OMG  thats is bad for a professional to act in that way, i would be giving him a piece of my mind!!! Grrrrr  poor poppy! i groom wispa myself its not to hard, it just takes time and patience, lots of licks of the face and a bowl of treats.


----------



## Maysong (Sep 3, 2011)

His behavior is inexcusable, IMO! I think we need to change the thread name to "Poppy's Groomer has been naughty"

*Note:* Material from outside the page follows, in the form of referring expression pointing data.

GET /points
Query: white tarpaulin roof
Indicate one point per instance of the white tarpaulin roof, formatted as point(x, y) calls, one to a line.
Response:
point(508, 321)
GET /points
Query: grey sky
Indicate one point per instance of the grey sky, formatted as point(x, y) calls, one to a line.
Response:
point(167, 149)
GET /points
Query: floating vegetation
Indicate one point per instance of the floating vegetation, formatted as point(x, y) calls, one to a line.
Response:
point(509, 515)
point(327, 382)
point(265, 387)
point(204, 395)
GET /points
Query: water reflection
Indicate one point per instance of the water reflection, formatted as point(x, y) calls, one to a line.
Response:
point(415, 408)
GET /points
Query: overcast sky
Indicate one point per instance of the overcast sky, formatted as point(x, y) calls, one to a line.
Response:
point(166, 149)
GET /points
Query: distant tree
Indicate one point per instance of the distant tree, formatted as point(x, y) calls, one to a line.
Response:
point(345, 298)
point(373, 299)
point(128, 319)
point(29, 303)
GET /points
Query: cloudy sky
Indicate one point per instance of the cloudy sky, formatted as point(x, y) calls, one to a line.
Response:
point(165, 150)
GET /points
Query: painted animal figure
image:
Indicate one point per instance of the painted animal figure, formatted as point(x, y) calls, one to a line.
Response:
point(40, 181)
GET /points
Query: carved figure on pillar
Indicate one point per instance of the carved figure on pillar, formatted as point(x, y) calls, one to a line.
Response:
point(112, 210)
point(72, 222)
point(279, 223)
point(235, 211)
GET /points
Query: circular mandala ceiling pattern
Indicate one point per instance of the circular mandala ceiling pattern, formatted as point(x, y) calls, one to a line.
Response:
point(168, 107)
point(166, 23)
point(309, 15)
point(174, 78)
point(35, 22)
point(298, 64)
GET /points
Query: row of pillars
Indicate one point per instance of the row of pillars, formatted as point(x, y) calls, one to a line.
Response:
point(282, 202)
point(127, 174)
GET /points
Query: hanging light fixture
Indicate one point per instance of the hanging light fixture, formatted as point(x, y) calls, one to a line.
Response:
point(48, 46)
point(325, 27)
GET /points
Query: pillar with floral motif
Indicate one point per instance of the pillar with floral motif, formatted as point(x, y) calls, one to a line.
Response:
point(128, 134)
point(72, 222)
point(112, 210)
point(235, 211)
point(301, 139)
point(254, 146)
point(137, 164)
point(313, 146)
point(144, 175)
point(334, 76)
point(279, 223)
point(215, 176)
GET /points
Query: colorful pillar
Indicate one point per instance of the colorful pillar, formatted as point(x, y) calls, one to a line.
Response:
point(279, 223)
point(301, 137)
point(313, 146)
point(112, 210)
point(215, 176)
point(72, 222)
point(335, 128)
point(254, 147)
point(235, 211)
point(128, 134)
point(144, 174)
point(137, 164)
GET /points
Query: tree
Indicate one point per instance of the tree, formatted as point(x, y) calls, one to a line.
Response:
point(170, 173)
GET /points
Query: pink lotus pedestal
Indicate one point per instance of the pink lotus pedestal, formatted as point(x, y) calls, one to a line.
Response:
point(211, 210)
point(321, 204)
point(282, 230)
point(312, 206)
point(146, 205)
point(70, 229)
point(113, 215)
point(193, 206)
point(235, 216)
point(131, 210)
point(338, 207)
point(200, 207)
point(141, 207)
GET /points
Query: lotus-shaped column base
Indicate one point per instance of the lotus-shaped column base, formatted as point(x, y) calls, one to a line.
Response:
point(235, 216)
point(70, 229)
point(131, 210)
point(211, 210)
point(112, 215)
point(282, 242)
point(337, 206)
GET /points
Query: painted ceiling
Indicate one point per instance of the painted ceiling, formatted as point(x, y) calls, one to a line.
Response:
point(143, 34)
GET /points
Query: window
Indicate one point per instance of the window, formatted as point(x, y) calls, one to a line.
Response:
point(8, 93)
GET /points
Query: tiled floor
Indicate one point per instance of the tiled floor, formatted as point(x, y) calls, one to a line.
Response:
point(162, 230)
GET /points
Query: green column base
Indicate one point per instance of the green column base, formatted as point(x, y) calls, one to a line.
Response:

Glad you are making the switch to another groomer...sounds like it wasn't Poppy's fault.


----------



## Salfordnurse (May 4, 2011)

Well the new groomer has just been, Poppy wasn't very impressed, she hid under the chair. The lady sat down and played wither and managed to coax her out. Just waiting now to see how it goes!!! Fingers crossed.


----------



## Tressa (Aug 31, 2010)

Fingers crossed that Poppy regains her confidence and has a good experience this time.


----------



## Salfordnurse (May 4, 2011)

Well the new groomer was a complete success. She brought poppy back, and poppy was quite happy to be held and give the lady lots of sloppy cockapoo kisses. She said she was the most well behaved and relaxed dogs she's ever groomed. Even when trimming her nails or doing her ears not a filch or a murmer  I'll post a picture or two in the morning.


----------



## Emma (Apr 29, 2011)

Phew ghats great news! Look forward to seeing her pics. Emma x


----------



## Tressa (Aug 31, 2010)

Wonderful news - what a relief for you to know that Poppy was blameless in the last encounter, and was just reacting through fear. I expect we know who your regular groomer is going to be from now on. So pleased to hear how relaxed she was.


----------



## wellerfeller (Jul 12, 2011)

I am glad you have found a good groomer and that now you and Poppy are happy!
I can't imagine the other one will be a groomer for long if that is how he treats his paying customers!!!!!!!


----------



## MillieDog (Jun 1, 2011)

Ah Simon so sorry to hear that. Hope you begin to feel better soon.

I got Millie to help my son with his depression and she's doing a stirling job. I posted about it in on another thread - What Other Dogs.

Give Poppy a big hug :hug:


----------



## Jedicrazy (Apr 26, 2011)

Great news about the new groomer Simon. Don't forget those pictures now


----------